Valentines Chocolate Ginger Biscuits
I couldn’t let Valentines day pass without making a treat, not only for my partner but also the girls in work who always benefit from the goodies that I produce because we can’t eat them all. Here is a nice quick shortbread based biscuit recipe. The bitter chocolate and spicy ginger make a good combination. In fact they went so well together I thought I might make a truffle out of this combination also at some stage!
- 6 oz/170g Four
- 4 oz/113g Butter (soften but not melted)
- 2 oz/56g caster sugar
- 100g dark chocolate (70% cocoa)
- 25g crystalised ginger, finely chopped
- Preheat oven on bake (not fan bake) to 160 degrees centigrade and line a baking sheet with greaseproof paper.
- Sift flour into bowl.
- Add butter and rub into flour.
- Add sugar and keep rubbing ingredients together so it start to form bigger clumps.
- Before the dough comes together completely stir in the ginger pieces.
- Gently bring ingredients together to form dough.
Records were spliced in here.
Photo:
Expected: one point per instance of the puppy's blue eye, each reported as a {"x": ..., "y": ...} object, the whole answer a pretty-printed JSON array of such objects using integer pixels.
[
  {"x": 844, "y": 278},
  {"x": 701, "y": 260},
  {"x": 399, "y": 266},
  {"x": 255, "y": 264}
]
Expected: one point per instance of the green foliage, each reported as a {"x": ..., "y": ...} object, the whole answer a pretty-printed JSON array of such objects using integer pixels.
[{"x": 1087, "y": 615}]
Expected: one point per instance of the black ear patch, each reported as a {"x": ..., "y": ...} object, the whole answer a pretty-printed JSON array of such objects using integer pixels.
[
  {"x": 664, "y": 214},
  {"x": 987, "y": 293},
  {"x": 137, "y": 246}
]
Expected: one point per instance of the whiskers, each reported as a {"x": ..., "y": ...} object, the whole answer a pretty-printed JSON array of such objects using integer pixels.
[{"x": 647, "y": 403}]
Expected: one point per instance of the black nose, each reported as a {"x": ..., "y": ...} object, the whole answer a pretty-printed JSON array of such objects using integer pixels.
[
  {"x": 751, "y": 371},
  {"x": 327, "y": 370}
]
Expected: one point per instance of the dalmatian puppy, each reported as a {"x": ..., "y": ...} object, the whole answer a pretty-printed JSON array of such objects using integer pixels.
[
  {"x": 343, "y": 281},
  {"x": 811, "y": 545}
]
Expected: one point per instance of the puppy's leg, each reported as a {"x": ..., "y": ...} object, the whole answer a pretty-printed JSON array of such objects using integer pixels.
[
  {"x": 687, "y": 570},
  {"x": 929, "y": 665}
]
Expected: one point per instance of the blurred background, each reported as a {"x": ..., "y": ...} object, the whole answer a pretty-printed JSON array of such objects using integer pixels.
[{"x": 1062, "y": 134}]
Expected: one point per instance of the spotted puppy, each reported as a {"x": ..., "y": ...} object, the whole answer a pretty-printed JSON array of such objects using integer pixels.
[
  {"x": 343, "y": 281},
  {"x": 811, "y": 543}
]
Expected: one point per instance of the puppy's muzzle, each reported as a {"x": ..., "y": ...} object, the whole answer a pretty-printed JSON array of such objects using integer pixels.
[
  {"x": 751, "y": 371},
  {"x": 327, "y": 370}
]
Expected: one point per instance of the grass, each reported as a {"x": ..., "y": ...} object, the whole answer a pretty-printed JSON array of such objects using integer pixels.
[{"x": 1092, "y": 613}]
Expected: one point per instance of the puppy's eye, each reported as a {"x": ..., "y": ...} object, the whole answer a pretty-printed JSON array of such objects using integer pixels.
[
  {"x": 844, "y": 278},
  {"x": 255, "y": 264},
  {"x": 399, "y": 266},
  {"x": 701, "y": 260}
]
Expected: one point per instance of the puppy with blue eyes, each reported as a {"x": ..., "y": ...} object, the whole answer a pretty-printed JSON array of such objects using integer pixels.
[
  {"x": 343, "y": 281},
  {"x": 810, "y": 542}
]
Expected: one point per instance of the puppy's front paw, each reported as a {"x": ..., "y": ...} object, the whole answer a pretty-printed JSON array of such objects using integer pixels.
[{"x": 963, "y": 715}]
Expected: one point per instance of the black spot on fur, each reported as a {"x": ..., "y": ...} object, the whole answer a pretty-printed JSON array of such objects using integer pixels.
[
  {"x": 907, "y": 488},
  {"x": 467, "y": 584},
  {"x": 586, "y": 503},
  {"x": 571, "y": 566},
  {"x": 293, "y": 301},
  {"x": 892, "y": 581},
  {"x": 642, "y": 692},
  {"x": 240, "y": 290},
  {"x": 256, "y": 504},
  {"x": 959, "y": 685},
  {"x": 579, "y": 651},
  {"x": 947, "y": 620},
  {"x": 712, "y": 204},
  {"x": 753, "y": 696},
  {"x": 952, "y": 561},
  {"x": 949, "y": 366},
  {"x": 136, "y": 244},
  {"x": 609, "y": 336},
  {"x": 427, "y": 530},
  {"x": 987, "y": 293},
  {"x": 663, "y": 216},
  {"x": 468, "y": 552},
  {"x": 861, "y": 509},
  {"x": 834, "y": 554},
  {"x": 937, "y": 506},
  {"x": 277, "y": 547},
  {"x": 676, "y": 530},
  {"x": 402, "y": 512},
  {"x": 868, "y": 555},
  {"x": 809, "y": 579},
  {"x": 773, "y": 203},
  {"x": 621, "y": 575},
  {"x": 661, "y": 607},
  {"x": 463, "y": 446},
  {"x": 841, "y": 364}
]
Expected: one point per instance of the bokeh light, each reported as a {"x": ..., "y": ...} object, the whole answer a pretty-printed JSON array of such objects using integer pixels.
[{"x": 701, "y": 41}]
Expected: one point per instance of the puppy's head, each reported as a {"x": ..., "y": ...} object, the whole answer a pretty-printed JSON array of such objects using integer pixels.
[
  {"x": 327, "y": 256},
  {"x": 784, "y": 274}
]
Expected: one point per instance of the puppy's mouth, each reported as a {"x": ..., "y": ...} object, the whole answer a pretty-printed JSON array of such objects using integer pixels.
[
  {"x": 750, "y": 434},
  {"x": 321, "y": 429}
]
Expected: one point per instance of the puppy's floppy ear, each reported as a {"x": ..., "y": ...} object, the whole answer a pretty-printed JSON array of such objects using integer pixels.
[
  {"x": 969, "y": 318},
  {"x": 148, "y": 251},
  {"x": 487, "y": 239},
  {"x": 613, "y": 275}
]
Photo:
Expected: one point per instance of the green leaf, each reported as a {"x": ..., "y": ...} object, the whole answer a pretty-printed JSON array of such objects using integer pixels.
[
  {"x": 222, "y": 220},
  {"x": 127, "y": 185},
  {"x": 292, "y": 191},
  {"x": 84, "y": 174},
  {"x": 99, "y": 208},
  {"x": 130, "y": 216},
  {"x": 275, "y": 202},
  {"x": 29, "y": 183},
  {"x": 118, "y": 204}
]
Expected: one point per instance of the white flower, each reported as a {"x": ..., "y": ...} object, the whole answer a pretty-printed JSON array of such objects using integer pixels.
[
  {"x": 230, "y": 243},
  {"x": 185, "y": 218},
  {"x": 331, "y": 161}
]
Do not over mix otherwise dough will become tough and biscuits will have a pastry texture instead of a shortbread texture..
- Put wrapped dough into fridge for 15 minutes before you roll it out.
- Roll dough out to 1 centimetre thick and cut our heat shapes.
- Place hearts on a baking tray lined with greaseproof paper and put in the fridge for another 15 minutes. This helps the dough settle and keep it’s form when baked.
- Bake for 15 minutes or until a very light golden on edges.
- Cool on a wire rack.
- Melt chocolate and decorate hearts either by dipping one side into the chocolate or pour the melted chocolate into a ‘sandwich bag’, cut a tiny piece from one corner of the bag and use as like an icing bag to decorate with squiggles.